CISA identifica 8 gravi vulnerabilità in dispositivi Samsung e D-Link
Emergono gravi minacce alla sicurezza: la CISA cataloga vulnerabilità informatiche attivamente sfruttate, chiedendo alle agenzie federali l'attuazione di correzioni urgenti
L'agenzia statunitense per la sicurezza delle infrastrutture e della cybersecurity (CISA) ha identificato e catalogato un insieme di otto vulnerabilità informatiche sfruttate attivamente, inserendole nell'elenco delle vulnerabilità note e sfruttate (KEV). Le falle sono state scoperte grazie ad una raccolta accurata di evidenze di sfruttamento attivo.
Sottolineatura delle falle che colpiscono i dispositivi Samsung e D-Link
La raccolta di difetti include sei debolezze che colpiscono gli smartphone Samsung e due vulnerabilità che riguardano i dispositivi D-Link. All'elenco delle vulnerabilità appartengono diverse tipologie di problemi, tra cui violazioni legate a condizioni di concorrenza, controllo improprio dei confini, esecuzione di codice arbitrario e problemi di validazione dei dati in ingresso negli smartphone Samsung, oltre a esecuzioni di codice remote e iniezioni di comandi OS nei dispositivi D-Link. Tutte le falle sono state corrette a partire dal 2021.
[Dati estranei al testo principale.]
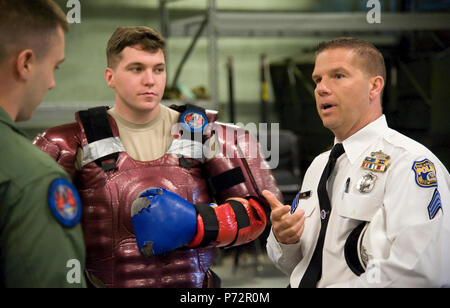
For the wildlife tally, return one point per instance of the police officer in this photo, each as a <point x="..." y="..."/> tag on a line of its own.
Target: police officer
<point x="41" y="240"/>
<point x="373" y="211"/>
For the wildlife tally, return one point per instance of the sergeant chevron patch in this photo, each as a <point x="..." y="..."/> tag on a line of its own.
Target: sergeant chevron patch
<point x="435" y="204"/>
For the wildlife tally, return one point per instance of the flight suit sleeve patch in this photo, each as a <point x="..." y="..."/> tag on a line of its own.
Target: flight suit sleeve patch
<point x="425" y="173"/>
<point x="64" y="202"/>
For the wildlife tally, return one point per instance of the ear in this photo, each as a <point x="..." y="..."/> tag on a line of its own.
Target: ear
<point x="109" y="77"/>
<point x="376" y="87"/>
<point x="25" y="60"/>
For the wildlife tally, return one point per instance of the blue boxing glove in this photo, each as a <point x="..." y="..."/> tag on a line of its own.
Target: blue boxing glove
<point x="162" y="221"/>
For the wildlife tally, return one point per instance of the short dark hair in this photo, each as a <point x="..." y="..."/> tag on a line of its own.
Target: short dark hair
<point x="29" y="24"/>
<point x="144" y="37"/>
<point x="373" y="61"/>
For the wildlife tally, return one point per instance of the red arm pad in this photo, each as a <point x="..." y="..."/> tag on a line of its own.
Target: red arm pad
<point x="230" y="224"/>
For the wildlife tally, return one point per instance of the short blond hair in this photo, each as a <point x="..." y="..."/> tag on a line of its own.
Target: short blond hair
<point x="144" y="37"/>
<point x="371" y="57"/>
<point x="29" y="24"/>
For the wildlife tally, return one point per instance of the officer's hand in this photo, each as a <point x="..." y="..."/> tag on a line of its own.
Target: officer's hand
<point x="286" y="227"/>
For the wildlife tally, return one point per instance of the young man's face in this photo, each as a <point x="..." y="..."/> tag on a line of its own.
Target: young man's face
<point x="343" y="92"/>
<point x="139" y="80"/>
<point x="42" y="76"/>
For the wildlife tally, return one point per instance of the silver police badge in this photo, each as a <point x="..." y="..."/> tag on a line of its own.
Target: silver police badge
<point x="367" y="183"/>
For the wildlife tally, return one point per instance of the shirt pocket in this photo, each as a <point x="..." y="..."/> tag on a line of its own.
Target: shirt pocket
<point x="359" y="207"/>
Esploso dei dettagli sulle vulnerabilità e le possibili conseguenze
Le due vulnerabilità legate ai dispositivi D-Link sono state aggiunte al catalogo a seguito di un report pubblicato dal gruppo di ricerca Palo Alto Networks Unit 42, il quale ha evidenziato l'associazione di tali difetti con varianti del botnet Mirai, usati per diffondere malware attraverso vari dispositivi IoT a partire da marzo 2023. Non è immediatamente chiaro come le vulnerabilità degli smartphone Samsung siano state sfruttate. Tuttavia, considerando il tipo di targeting, è probabile che queste falle siano state utilizzate da un fornitore di spyware commerciale in attacchi altamente mirati.
Richiesta di azione da parte delle agenzie governative
È importante sottolineare che il Google Project Zero aveva precedentemente rilevato e reso pubbliche una serie di falle a novembre 2022, rivelando che queste erano state armate come parte di una catena di exploit mirata agli smartphone Samsung. A seguito della scoperta di sfruttamenti attivi, è stato richiesto alle agenzie del ramo esecutivo civile federale (FCEB) di applicare le correzioni necessarie entro il 20 luglio 2023, per garantire la sicurezza delle loro reti rispetto alle potenziali minacce.